Monitoring retinopathy includes tracking disease onset, progression, regression, recovery or prognosis over a period of time and also includes tracking of response to treatment and tracking of side effects, including toxicity, of treatment, over a period of time.
The retinopathy may be any retinopathy, including primary retinopathy or secondary retinopathy, and may be the result of a disease or genetic condition in the transgenic animal or may be chemically- or radiation-induced by treating the transgenic animal with a neurotoxin or radiation, as described below.
Thus, monitoring retinopathy may include monitoring and quantifying the fluorescence levels of fluorescent protein in order to assess disease status of the retina in any retinopathy related disease or disorder.
A retinopathy related disease or disorder refers to any disease, disorder or condition which may cause, result in, or is associated with retinal degeneration, retinal gliosis or retinopathy, including a primary retinopathy or a secondary retinopathy.
A retinal pathology includes damage, degeneration or disease of the retina that is the result of or is related to a retinopathy or a retinopathy related disease or disorder, and including degeneration of the retinal glia. Reference to a pre-disposition for a retinal pathology refers to an increased risk for, a susceptibility to, or a tendency (including a genetic tendency) to, develop a retinal pathology.
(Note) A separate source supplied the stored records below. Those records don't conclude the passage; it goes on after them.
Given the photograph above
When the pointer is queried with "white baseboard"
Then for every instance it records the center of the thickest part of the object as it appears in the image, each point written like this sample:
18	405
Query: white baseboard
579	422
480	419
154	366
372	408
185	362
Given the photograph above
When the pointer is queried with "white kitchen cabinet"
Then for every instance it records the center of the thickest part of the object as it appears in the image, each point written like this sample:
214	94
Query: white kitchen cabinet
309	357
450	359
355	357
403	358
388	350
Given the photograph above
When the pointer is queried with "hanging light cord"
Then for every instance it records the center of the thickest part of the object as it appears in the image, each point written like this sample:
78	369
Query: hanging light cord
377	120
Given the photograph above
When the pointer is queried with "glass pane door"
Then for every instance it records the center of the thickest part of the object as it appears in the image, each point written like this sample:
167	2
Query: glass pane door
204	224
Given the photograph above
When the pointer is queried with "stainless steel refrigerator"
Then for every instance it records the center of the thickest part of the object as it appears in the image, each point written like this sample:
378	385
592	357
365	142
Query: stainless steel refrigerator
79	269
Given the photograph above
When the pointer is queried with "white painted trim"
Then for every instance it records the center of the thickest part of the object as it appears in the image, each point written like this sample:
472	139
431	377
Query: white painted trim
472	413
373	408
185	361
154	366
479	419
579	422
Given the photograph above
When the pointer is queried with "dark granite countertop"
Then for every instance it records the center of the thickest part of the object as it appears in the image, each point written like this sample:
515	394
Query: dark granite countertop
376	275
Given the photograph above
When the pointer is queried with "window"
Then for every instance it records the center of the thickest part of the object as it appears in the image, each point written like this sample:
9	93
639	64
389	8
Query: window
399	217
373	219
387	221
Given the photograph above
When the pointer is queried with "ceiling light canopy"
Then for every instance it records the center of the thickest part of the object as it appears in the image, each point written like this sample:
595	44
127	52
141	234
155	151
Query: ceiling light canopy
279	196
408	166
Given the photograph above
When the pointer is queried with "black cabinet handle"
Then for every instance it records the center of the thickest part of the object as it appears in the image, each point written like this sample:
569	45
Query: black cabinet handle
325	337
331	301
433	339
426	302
Monitoring retinopathy may include monitoring and quantifying retinal gliosis, retinal degeneration or retinopathy related to neurodegenerative diseases including Parkinson's disease and Alzheimer's disease, primary retinopathies originating from the eye including retinoschisis, age-related macular degeneration and glaucoma, and secondary retinopathies originated from systemic diseases including diabetic retinopathy, hepatic retinopathy, renal retinopathy, hypertension, vascular diseases, congenital heart disease, autoimmune disorders including rheumatoid arthritis, multiple sclerosis, neurofibromatosis, Lyme neuroborreliosis, Down's syndrome, autism, sickle cell anaemia, infections with HIV and cytomegalovirus, thyroid disorders, or liver disorders.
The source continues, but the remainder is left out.